The Founder's Medal is the highest honor bestowed by the Law School. The Medal
is named after the Reverend John B. Creedon, S.J. who was instrumental in founding
the Law School in 1929 and whose dedication to academic excellence and professionalism
was the inspiration for the Founder's Medal. Recipients of the Founder's Medal
embody the traditions of professionalism, scholarship and service which the
Law School seeks to instill in its students.
Dean Garvey, presiding over his fifth commencement, spoke of the virtue of hope.
“Hope has wings because it reaches toward something beyond: in the Olympics,
farther, higher, faster; at weddings, the joy of married life; at funerals,
the bliss of the eternal,” Garvey said. “It seems like a simple,
natural passion always turned to the ‘on’ position. That’s
how we feel at commencement. It’s a beginning. There is no past. The future
is long. There lie before us the prospects of success, fame, fortune, satisfaction;
partnership, honor, election to high office, security for our loved ones.”
Mr. Dellinger is a graduate of the University of North Carolina at Chapel Hill
and Yale University Law School, and clerked for Associate Supreme Court Justice
Hugo Black in the Court’s 1968-69 term. In addition to serving as Douglas
B. Maggs Professor of Law at Duke University, he is also is the head of appellate
practice at O’Melveny & Myers in Washington, D.C. Professor Dellinger
served as acting Solicitor General for the 1996-97 Term of the Supreme Court.
Prior to his appointment as acting Solicitor General, Professor Dellinger served
in numerous other capacities in the Clinton Administration. In 1993 Dellinger
was nominated by the President to be Assistant Attorney General and head of
the Office of Legal Counsel and was confirmed by the Senate in October 1993.
During his three years as Assistant Attorney General, he served as the Department's
principal legal advisor to the Attorney General and the President.

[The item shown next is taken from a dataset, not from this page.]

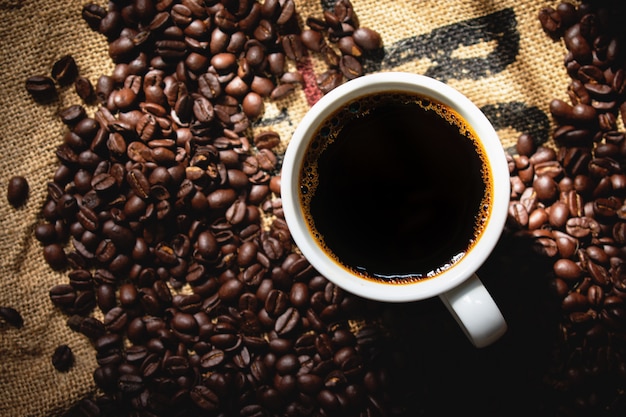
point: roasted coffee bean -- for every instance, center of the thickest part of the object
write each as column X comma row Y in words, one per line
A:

Professor Dellinger has published articles on constitutional issues for scholarly
journals, has testified more than twenty-five times before committees of the
Congress, and has given endowed lectures at numerous American and European universities.
Boston College Law School opened in 1929 in a small downtown Boston office building
with 54 students and two full-time faculty members. Currently ranked 29th in
the country by the annual US News & World Report survey, the law school’s
highly qualified students are drawn from more than 230 colleges and universities
across the United States, as well as in other countries. More than 7,850 applicants
competed for 260 seats in the entering class this year. The law school’s
10,000 alumni practice in 49 states and several foreign countries, holding positions
in major law firms, corporate in-house legal departments, the judiciary, government
agencies, private industry, academic and public interest organizations, and
serving as elected state legislators and members of the U.S. Congress.